This is image of CentOS7 with systemd installed, which can be ran in unprivileged mode, or even in privileged mode (but use it with caution: in privileged mode systemd can affect host system, use --cap-add=SYS_ADMIN instead).
It contains initialization script /usr/sbin/init.sh, which must be ran as container initialization script (pid 1), either directly using CMD ["/usr/sbin/init.sh"], or from a wrapper script via exec.
As alternative, rpm package can be used to modify an existing container, see spec/ directory for details. Dockerfile must contain same instructions, except that "copy files/ /" will be replaced by "yum install docker-centos7-systemd-unpriv".

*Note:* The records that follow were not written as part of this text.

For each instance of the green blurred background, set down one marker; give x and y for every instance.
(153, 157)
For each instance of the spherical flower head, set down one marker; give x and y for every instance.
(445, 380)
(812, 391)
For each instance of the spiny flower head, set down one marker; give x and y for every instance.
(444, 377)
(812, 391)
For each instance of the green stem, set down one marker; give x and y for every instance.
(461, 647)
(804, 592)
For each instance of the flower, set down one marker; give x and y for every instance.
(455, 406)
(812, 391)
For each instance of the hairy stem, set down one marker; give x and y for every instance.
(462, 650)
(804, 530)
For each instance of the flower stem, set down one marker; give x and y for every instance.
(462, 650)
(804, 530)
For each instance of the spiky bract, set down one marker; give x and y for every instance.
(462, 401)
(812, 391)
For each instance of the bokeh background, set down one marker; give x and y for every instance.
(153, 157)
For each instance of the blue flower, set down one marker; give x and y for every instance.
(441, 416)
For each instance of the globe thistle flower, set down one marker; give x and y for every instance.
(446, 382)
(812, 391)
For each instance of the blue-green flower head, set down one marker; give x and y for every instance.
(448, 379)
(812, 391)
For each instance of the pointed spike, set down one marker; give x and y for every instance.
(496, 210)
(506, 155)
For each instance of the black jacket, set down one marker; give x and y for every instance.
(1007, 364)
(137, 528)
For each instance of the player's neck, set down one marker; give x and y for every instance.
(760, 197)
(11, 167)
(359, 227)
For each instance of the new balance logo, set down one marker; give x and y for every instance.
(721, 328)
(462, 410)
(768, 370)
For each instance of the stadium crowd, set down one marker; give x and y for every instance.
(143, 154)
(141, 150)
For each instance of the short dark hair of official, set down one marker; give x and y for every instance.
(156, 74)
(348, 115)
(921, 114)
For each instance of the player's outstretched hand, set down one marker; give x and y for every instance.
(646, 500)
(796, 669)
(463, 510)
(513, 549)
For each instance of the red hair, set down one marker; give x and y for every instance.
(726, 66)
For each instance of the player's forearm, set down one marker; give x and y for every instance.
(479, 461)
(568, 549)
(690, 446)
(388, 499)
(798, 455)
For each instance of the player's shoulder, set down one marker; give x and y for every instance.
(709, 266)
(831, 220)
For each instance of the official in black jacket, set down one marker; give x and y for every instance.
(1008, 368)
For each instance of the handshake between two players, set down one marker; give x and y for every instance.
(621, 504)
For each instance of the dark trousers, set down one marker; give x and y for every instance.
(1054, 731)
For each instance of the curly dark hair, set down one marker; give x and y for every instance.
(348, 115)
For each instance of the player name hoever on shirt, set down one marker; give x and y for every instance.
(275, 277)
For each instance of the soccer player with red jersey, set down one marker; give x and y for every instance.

RPM package is designed in such way that it cannot harm a hw/vm based system, because installed files will be ran when /usr/sbin/init.sh will be executed only, so it safe to add package as dependency to a metapackage without checking is hw/vm or container is targetted by installation.
Add this text to your Dockerfile to use rpm instead of depending on vlisivka/docker-centos7-systemd-unpriv container.
# Instruct systemd to work properly in container. (Required).
ENV container=docker
# NOTE: Systemd needs /sys/fs/cgroup directoriy to be mounted from host in
# read-only mode. (Required).
# Systemd needs /run directory to be a mountpoint, otherwise it will try
# to mount tmpfs here (and will fail). (Required).
VOLUME /run
# Install initialization script, which will execute kickstart scripts and
# then will start systemd as pid 1.
RUN rpm -vi https://github.com/vlisivka/docker-centos7-systemd-unpriv/releases/download/v1.0/docker-centos7-systemd-unpriv-1.0-1.el7.centos.noarch.rpm
# Run systemd by default via init.sh script, to start required services.
CMD ["/usr/sbin/init.sh"]
# NOTE: Run container with "--stop-signal=$(kill -l RTMIN+3)" option to
# shutdown container using "docker stop CONTAINER", OR run
# /usr/local/sbin/shutdown.sh script as root from container and then kill
# container using "docker kill CONTAINER".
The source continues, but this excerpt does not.